Ending post bad news (I really hope this doesn't become a tradition) my camera's condition continues to worsen. Now any photos I take have a blurry lower third with the colors screwed up. I've posted a couple passable ones, but I'm starting to get worried. The vast majority of my shots in Colombia so far simply didn't come out, which I´m kinda bummed out about. Especially when it comes to the sunset shots over the Caribbean I took from the city's 400 year old walls...

I'm heading south today, up to the mountains. After being cooped up on an island and then wandering in Panama city looking for a way onward, It feels very good to be somewhere that I can leave just by hopping on a bus.

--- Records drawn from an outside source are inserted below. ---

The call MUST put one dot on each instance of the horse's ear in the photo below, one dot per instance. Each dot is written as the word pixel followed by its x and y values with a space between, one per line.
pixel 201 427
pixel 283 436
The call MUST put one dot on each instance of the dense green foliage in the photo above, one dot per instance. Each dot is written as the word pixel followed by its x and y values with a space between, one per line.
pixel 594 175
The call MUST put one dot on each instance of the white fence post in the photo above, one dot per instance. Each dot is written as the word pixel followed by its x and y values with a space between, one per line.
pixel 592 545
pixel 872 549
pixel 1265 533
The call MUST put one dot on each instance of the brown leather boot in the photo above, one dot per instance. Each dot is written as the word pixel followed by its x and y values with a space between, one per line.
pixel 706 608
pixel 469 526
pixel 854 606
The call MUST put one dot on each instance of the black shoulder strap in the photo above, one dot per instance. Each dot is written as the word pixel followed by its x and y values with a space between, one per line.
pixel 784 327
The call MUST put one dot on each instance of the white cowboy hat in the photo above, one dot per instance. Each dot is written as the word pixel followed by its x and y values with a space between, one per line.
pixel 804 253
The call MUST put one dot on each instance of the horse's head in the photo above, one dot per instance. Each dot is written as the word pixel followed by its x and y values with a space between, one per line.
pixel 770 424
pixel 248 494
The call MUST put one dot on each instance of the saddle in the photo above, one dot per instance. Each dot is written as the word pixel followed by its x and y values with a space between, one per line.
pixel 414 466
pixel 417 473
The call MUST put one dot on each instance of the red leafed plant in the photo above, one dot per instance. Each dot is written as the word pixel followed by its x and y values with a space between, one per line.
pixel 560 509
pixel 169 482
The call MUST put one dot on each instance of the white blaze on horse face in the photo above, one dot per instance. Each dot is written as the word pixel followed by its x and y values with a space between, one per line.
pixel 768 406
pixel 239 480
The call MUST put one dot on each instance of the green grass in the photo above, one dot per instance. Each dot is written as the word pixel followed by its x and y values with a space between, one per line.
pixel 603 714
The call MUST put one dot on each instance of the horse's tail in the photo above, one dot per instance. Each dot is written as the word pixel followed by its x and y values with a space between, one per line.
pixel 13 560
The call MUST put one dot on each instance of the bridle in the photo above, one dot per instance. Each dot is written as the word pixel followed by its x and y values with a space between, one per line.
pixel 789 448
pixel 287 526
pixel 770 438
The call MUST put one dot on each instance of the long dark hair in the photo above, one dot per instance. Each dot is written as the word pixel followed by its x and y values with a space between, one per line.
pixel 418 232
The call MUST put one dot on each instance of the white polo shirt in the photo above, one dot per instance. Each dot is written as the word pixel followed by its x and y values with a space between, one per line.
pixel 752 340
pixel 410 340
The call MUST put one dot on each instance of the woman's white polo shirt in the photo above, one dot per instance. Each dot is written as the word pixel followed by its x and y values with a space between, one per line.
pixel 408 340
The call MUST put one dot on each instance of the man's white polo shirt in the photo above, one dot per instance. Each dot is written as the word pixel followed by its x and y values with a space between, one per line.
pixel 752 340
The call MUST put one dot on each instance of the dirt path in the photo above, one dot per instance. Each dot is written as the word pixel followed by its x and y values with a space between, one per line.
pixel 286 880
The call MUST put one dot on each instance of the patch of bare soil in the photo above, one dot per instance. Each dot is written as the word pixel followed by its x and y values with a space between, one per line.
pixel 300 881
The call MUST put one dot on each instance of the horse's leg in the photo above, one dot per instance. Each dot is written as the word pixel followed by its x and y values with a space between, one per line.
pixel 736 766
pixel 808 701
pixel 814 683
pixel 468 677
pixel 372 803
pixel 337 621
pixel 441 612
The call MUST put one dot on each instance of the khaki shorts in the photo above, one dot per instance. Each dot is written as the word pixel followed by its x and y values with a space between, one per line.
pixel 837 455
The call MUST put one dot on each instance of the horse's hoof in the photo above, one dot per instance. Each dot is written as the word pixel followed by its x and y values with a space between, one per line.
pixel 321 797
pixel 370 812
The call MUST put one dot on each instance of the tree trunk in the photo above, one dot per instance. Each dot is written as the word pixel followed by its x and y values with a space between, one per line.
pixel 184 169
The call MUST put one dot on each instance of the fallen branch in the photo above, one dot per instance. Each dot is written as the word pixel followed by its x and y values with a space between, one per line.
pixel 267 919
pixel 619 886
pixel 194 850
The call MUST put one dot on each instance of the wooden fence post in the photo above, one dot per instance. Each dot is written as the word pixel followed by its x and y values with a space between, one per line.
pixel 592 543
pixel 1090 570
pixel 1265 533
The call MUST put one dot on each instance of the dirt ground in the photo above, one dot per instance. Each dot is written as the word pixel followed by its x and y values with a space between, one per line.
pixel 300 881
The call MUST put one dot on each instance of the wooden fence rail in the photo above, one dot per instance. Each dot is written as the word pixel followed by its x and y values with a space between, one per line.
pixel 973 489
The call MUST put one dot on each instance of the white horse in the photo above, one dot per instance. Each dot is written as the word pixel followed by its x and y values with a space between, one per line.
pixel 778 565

Check out this entry's Photos


  1. I'm sorry you keep having trouble with the camera. I know what you mean about the Dash 8. The turboprops are stable...although somewhat noisy. They do tend to fly at a lower altitude so you get to see more. Ant picture was cool. Glad you described it though or it would have been easy to miss the detail.

  2. Hi Joel,

    I'm having so much fun following your dream trip. Your descriptions are so good, I can almost feel what it's like where- ever you are. Thanks for including me in your travels.

    Keep on truckin' cousin,
    Ann N

  3. M-- I didn't know that about turboprops. Also unfortunately I was flying at night so I didn't see much until we got into town, but now that I know, maybe I'll be seeking more of those out in the future. Thanks!

    Ann-- Thank you very much! I glad you're getting to read it. Say hello to the Nechodom clan for me!